The chapters are full of named sections, lists of what makes up his life in Provincetown: Haven, Movie, Pilgrim, Foglifter, Wally, Imposter Syndrome. This pointillistic style allows Lisicky to build his story impressionistically. There are no surprises in the general plot, per se: Lisicky becomes the published writer and openly gay man we’ve come to know. But the “how” of it fascinates. As a young man, the questions are many and often about sex: Is he the boyfriend type? Does he like casual sex? What kind of sex does he like? Also central are the ups and downs of his creative endeavors and the conflicts inherent in a town that is both religiously conservative, thanks to Portuguese immigrants, and an internationally known LGBTQ resort.
He especially captures the fear I’d almost forgotten — the intensity with which we as gay men so often feared one another. It was particularly fascinating to find out, near the end, the prism of this long look through the ’90s. He is looking back from 2018, when he begins taking PrEP, the AIDS prophylaxis, and having what we then called “unprotected sex.”
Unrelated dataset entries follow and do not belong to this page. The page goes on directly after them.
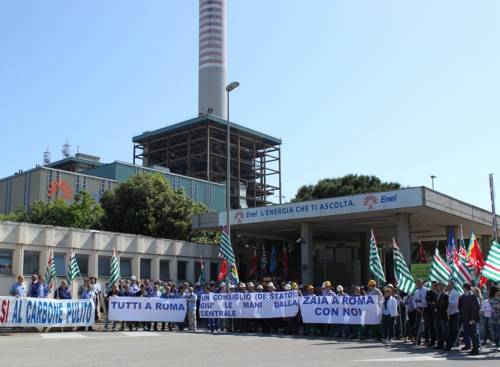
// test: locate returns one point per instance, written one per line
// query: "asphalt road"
(151, 349)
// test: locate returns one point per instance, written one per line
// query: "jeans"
(444, 334)
(192, 319)
(388, 326)
(485, 331)
(212, 324)
(495, 331)
(473, 333)
(429, 330)
(453, 327)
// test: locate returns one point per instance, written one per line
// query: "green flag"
(440, 271)
(50, 273)
(73, 269)
(404, 279)
(114, 271)
(374, 263)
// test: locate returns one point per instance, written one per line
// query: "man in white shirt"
(453, 314)
(420, 303)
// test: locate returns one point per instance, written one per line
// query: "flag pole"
(492, 193)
Unprotected sex now means sex without health insurance, he notes, contemplating a semester’s work with another university: He must verify that their provider will pay for his PrEP. Living now in the presence of sex without fear, his past and present look different to him. “How many times did HIV fear masquerade as other fears?” When Lisicky describes watching a young man having sex with four other men at once, his lack of fear — not fearlessness — is almost erotic to him.
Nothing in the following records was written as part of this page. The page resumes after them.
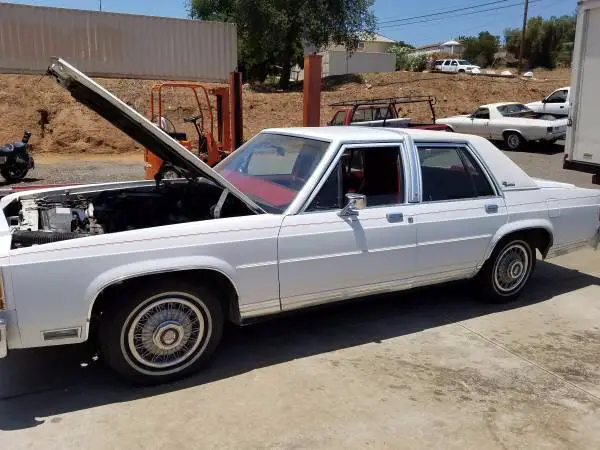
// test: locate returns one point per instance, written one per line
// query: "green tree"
(547, 42)
(480, 49)
(273, 33)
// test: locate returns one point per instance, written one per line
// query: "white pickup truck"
(456, 66)
(556, 104)
(513, 123)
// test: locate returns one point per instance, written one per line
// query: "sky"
(419, 31)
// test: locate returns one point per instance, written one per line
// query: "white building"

“There’s no fear in his face, no resistance,” he writes. “No hand raised to say pull out when one man’s face tightens in ecstasy. No fear about being interpreted as a slut, none of those worn-out cares about self-destruction. He’s simply a young man who hasn’t had to take the costs of a plague into his blood. He isn’t rebelling. ... He’s not hiding. Not envisioning a premature death, not contending with the deaths of 10 friends, 25 friends, keep going. I’m in awe. When he gets home he’ll toss some green vegetables into a clear glass bowl.” Here at last, the queer life freed from the religious condemnation and the fear of death he always thought he’d find in Provincetown.
Having begun by asking “Who Am I,” Lisicky closes by asking who he could have been. “What could I have made out of the fear I held back,” he says — a statement more than a question, as if gesturing toward all of it. “By which I mean: How many brain cells were burned up, extinguished?” It’s a powerful question many of us feel, as survivors of this time and the times after. What could our lives have been like if we hadn’t been made the target of the Republican right wing? What art, what pleasure, what happiness, could have been ours? The bitter bargain living as a queer person in America has been for so long.
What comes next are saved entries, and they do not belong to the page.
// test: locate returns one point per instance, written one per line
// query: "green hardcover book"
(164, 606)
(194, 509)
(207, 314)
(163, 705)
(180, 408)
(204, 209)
This memoir is much like his Provincetown, exulting in tenderness and lust, lit with flashes of poignant spectacle, even the majestic — the way a drag queen at night can become, in sequins under a spotlight, full of the fire and beauty we associate with goddesses, before descending back to the realm of the human. “When people in their twenties swallow this pill,” he writes of PrEP, “they take a different story into their body.” The one they’d never know otherwise is here.
Chee is the author of the novel “The Queen of the Night” and the essay collection “How to Write an Autobiographical Novel.”